How to Cook Porridge?
Rice. A glass of rice – 1.5 cups of water. Cover with a tight lid so that steam does not escape outwards. Boil for exactly 12 minutes. First, cook on high heat for two minutes in – a moderate, in the end on the weak. Do not stir! Then remove the rice from the heat and give the brew as much again.
Buckwheat. In buckwheat do not add sugar, it neutralizes many useful properties of the grains. Also, buckwheat and milk spoils.
Rice. A glass of rice – 1.5 cups of water. Cover with a tight lid so that steam does not escape outwards. Boil for exactly 12 minutes. First, cook on high heat for two minutes in – a moderate, in the end on the weak. Do not stir! Then remove the rice from the heat and give the brew as much again.
Buckwheat. In buckwheat do not add sugar, it neutralizes many useful properties of the grains. Also, buckwheat and milk spoils. Buckwheat is cooked in a 1:2 ratio with water under a tight lid. Once boiling cook a little longer on low heat until completely absorbed water. Stir in the cooking process is not necessary.
Millet. At 2 cup millet – 1 teaspoon salt and 2-3 tbsp. butter. In a saucepan pour in 4 cups of water, put a tablespoon of butter and salt. When the water boils, fill pre-washed millet and cook until thickened. After this mess should be put on an hour for uprevaniya. In porridge ready to put 1-2 tbsp. butter and stir.
All types of cereal – but buckwheat and rice! – You just lay it in boiling water. This improves the taste. Another “grandma” method: Boil until soft mush, drain and add milk, butter and other additives. Leave to swell by wrapping a towel. Rice, barley and Pshenko washed before cooking and warm, even hot water to separate the starch and fat. Any cook porridge with water and warmed milk add just for taste. If the milk should be boiled – Boil separately, but not for long. When boiling milk protein structure breaks down, turning milk into indigestible product. He nepolezen either children or adults. Therefore, the method of cooking oatmeal in the milk directly rooted in the past. However, he recently appeared in the past – our grandmothers, too, milk and cereal are not heated, all meals be well stewed in the oven, and then diluted with milk.
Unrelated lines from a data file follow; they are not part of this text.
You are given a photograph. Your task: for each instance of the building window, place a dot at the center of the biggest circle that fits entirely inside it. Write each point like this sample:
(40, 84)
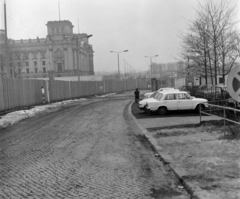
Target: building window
(59, 67)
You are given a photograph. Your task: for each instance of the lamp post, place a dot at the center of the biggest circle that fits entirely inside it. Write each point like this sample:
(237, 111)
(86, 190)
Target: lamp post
(124, 68)
(151, 64)
(76, 38)
(118, 60)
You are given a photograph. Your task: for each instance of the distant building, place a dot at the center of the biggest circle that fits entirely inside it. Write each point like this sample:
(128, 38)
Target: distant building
(56, 53)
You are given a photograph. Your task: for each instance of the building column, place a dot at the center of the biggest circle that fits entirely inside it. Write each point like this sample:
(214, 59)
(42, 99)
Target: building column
(75, 60)
(65, 60)
(51, 67)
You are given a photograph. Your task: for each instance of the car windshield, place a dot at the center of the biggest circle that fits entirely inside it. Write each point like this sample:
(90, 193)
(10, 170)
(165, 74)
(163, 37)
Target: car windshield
(158, 96)
(152, 95)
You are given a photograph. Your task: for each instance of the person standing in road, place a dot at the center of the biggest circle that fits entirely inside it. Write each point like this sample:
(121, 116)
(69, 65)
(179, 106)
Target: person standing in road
(136, 93)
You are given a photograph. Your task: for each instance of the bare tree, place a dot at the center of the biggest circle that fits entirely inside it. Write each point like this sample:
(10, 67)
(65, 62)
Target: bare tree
(212, 40)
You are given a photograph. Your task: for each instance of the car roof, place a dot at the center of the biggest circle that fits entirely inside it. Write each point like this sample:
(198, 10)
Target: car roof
(170, 90)
(173, 91)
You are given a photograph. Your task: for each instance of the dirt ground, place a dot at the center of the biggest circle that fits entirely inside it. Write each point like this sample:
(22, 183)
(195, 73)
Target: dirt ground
(209, 155)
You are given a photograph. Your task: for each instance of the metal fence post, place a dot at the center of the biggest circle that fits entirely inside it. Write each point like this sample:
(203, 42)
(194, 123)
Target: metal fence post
(224, 115)
(200, 112)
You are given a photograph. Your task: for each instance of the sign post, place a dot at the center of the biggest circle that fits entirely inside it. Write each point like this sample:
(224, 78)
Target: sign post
(233, 83)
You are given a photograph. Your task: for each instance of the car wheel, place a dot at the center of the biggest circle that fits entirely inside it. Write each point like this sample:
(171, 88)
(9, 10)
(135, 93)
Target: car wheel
(198, 107)
(146, 110)
(162, 110)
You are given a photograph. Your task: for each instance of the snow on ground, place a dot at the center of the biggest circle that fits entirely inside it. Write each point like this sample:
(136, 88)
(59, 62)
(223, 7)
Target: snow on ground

Cream of wheat do not eat more than once a week. Most children love her for the delicate structure, but, unfortunately, semolina more suitable for feeding than feeding, has a minimum and maximum nutrients of starch.
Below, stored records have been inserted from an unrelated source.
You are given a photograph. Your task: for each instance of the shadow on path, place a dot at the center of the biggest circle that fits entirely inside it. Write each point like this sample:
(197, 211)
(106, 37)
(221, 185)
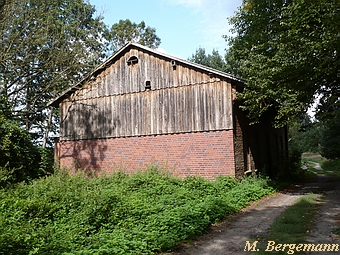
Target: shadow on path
(230, 236)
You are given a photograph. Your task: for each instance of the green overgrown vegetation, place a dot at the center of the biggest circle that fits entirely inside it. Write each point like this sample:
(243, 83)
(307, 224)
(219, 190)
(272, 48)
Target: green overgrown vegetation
(329, 167)
(293, 225)
(144, 213)
(20, 159)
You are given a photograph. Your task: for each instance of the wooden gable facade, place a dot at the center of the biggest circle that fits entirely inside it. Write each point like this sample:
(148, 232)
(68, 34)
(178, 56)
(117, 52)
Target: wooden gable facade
(144, 107)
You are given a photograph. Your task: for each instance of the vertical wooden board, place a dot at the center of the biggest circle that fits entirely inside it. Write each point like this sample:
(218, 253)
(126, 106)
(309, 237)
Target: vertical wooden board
(133, 118)
(202, 108)
(126, 115)
(155, 111)
(181, 116)
(138, 113)
(216, 105)
(108, 117)
(76, 124)
(196, 113)
(212, 107)
(225, 106)
(90, 120)
(113, 122)
(120, 115)
(142, 123)
(230, 104)
(207, 106)
(148, 113)
(186, 117)
(122, 75)
(186, 113)
(190, 109)
(160, 118)
(172, 113)
(115, 80)
(169, 111)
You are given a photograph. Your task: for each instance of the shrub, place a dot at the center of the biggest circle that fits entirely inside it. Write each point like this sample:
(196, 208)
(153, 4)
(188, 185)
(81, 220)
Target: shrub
(144, 213)
(20, 160)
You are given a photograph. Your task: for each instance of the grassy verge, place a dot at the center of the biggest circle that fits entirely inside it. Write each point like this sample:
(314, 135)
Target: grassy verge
(292, 227)
(145, 213)
(329, 167)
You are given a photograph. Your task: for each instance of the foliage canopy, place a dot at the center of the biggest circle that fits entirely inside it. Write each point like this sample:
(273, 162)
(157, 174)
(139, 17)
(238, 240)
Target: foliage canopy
(289, 53)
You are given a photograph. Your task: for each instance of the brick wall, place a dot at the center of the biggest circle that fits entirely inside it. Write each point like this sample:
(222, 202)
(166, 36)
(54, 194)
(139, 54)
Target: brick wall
(208, 154)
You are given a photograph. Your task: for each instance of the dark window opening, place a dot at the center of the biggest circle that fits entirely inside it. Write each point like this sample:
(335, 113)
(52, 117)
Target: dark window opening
(147, 85)
(132, 60)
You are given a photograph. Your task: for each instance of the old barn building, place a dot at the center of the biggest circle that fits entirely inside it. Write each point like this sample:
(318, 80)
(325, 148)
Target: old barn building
(143, 107)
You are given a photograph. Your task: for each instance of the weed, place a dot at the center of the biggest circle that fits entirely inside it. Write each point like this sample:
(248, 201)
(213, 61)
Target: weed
(143, 213)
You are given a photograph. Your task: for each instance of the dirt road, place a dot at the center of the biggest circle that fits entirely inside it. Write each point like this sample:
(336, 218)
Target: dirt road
(230, 236)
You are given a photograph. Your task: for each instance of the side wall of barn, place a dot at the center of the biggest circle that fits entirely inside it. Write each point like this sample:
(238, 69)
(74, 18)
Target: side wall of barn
(208, 154)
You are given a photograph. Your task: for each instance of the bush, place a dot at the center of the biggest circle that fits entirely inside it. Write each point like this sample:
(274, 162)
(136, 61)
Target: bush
(20, 160)
(144, 213)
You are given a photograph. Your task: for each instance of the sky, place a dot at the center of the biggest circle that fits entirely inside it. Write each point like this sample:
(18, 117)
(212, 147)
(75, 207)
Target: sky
(182, 25)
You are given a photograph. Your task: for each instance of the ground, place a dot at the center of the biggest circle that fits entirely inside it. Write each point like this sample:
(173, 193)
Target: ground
(230, 237)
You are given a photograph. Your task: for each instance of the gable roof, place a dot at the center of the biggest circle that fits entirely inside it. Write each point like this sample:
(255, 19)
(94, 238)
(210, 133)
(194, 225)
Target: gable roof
(137, 46)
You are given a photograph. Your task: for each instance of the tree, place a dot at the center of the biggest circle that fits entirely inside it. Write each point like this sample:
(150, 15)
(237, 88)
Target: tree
(329, 118)
(288, 50)
(125, 31)
(214, 60)
(45, 47)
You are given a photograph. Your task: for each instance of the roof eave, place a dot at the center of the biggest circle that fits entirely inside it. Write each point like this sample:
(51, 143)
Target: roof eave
(55, 102)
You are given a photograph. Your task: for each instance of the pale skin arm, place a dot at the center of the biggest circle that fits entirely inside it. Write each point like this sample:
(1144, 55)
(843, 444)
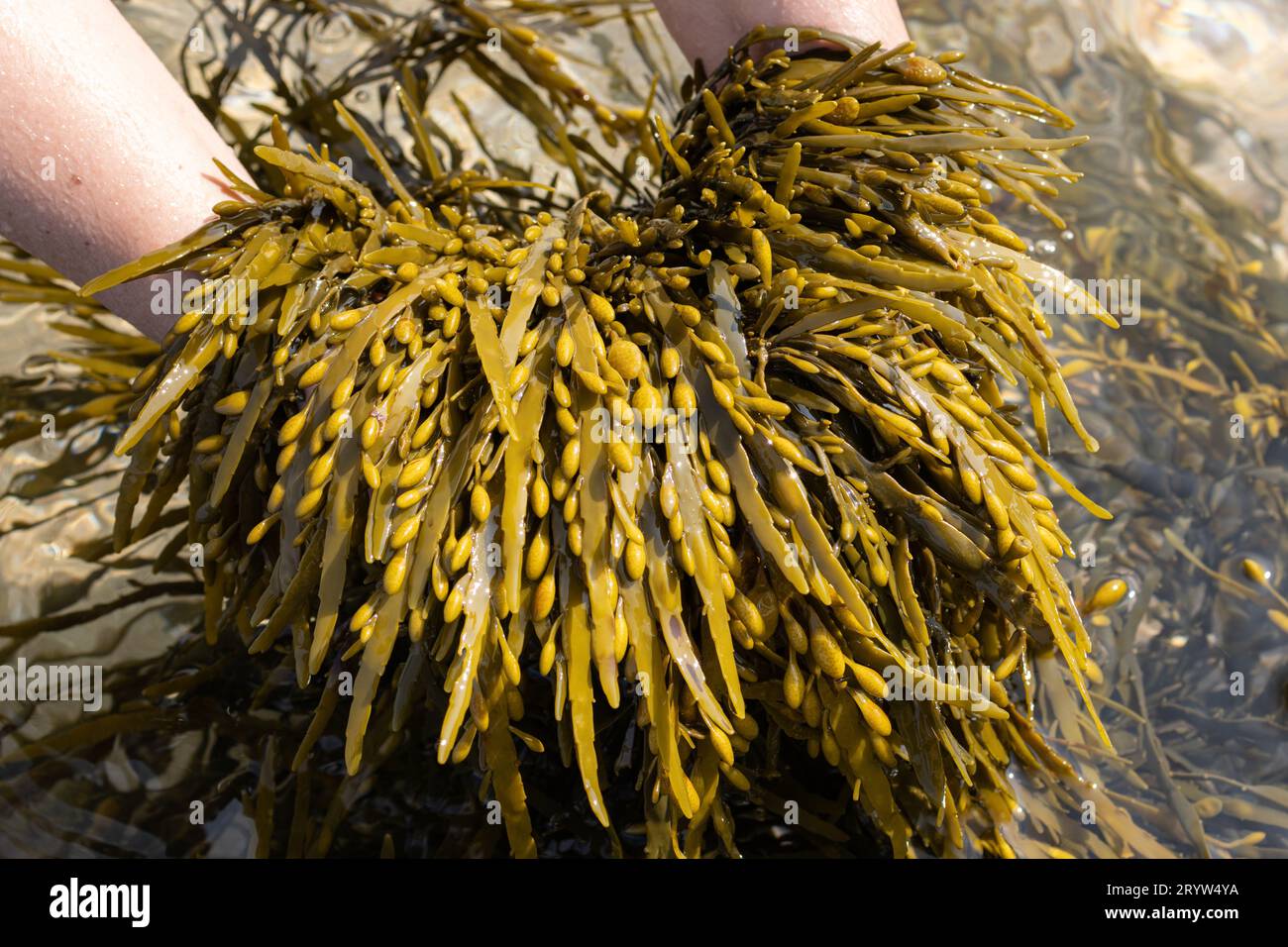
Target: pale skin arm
(706, 29)
(103, 158)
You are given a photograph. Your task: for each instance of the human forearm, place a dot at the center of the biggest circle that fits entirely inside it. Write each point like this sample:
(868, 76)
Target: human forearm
(102, 155)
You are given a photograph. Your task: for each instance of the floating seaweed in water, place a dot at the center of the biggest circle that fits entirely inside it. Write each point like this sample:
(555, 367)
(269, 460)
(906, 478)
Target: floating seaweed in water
(819, 304)
(439, 424)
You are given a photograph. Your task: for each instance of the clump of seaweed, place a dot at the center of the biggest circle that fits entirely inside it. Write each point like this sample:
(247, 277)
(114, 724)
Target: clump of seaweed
(743, 449)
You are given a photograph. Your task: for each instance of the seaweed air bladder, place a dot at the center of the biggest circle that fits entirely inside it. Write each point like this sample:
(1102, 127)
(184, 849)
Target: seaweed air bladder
(737, 459)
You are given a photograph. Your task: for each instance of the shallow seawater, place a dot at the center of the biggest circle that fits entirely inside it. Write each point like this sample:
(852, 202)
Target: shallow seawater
(1181, 214)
In essence semolina – is a byproduct formed during the manufacture of wheat flour. After grinding is always 2% of small fragments of seeds that are only slightly more flour dust – this is semolina. Fans of semolina do not realize that the market has three types of decoys that are a little different in their harmfulness. The most unprofitable and the most common are made from soft wheat varieties. She indicated on the package code “brand M” or simply the letter “M”, there is little talking to the buyer. The best semolina, but not always the most delicious, made from durum wheat and designated by the letter “T”. A semolina with “MT” on the packaging – not that nor the other, a mixture of soft and hard wheat (the latter must be at least 20%). Why do we have invented such an incomprehensible consumer labeling can only guess. But moreover, even this information on the packaging is often not indicated.
Unwholesome properties semolina preferably not aggravate the wrong cooking. Cook it less than a minute, then allowed to swell for 15-20 minutes, so she did not continue to swell in the stomach of the child.
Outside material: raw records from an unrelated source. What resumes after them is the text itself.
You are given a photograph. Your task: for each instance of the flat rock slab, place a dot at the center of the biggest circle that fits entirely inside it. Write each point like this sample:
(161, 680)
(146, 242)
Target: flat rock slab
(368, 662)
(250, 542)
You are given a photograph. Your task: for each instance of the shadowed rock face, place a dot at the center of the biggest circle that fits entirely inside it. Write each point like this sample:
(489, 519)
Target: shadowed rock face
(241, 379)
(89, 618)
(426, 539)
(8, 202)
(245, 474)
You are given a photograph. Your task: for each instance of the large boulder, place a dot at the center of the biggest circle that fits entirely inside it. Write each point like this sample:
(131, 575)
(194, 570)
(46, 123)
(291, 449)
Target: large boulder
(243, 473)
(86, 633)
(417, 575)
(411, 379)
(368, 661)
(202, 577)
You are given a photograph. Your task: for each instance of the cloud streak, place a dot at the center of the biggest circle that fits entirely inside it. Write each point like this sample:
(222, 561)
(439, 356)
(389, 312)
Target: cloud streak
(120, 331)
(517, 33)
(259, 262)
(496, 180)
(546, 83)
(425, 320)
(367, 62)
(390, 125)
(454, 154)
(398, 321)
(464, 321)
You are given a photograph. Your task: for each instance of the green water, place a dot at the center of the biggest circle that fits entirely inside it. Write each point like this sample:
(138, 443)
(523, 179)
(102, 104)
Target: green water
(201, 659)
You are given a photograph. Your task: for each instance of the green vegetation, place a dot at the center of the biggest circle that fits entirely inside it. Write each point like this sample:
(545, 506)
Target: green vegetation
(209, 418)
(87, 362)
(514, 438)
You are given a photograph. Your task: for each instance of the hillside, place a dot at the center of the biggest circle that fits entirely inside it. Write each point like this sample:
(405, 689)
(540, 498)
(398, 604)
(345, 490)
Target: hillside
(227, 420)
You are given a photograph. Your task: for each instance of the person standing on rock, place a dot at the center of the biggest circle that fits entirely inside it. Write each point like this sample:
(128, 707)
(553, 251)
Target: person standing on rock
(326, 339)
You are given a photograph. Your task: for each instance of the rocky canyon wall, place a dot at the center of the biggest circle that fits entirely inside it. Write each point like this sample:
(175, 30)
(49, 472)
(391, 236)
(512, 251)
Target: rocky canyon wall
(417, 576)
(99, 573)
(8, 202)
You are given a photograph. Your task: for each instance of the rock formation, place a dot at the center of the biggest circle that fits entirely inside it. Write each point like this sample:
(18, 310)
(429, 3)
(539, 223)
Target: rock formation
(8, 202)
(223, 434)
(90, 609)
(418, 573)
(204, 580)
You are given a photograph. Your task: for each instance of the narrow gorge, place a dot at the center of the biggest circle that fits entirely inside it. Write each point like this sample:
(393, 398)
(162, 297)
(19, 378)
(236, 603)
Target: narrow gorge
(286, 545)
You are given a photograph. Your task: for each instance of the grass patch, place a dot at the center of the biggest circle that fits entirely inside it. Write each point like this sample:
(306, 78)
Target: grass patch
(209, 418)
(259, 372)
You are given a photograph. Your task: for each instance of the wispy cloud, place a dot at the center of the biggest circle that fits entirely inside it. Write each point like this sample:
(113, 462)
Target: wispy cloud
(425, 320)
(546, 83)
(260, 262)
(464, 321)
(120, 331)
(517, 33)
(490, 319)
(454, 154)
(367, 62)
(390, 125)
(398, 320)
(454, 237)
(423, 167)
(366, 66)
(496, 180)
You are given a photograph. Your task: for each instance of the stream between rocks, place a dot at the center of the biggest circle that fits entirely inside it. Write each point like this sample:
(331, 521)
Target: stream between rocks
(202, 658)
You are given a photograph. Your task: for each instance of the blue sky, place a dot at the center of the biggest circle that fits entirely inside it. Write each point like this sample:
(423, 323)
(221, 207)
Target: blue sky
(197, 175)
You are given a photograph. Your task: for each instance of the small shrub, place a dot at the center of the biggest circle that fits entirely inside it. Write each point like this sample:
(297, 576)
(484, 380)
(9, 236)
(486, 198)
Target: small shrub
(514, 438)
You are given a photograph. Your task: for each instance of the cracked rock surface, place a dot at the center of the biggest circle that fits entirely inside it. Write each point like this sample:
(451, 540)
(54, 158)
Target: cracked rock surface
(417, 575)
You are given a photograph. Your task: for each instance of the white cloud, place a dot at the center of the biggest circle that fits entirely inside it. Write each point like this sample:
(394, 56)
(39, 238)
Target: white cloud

What can be added to any mess:
Spices: Anise, anisetree, cinnamon, vanilla or pinch of barberry. Put into porridge marmeladku – it will improve the taste and enrich the dish pectin. Peel of citrus peel and mash make it into powder, zest fine perfumes mess. Also classically add dried fruit, honey and vegetables. Buckwheat is combined with beetroot and absolutely any other vegetables.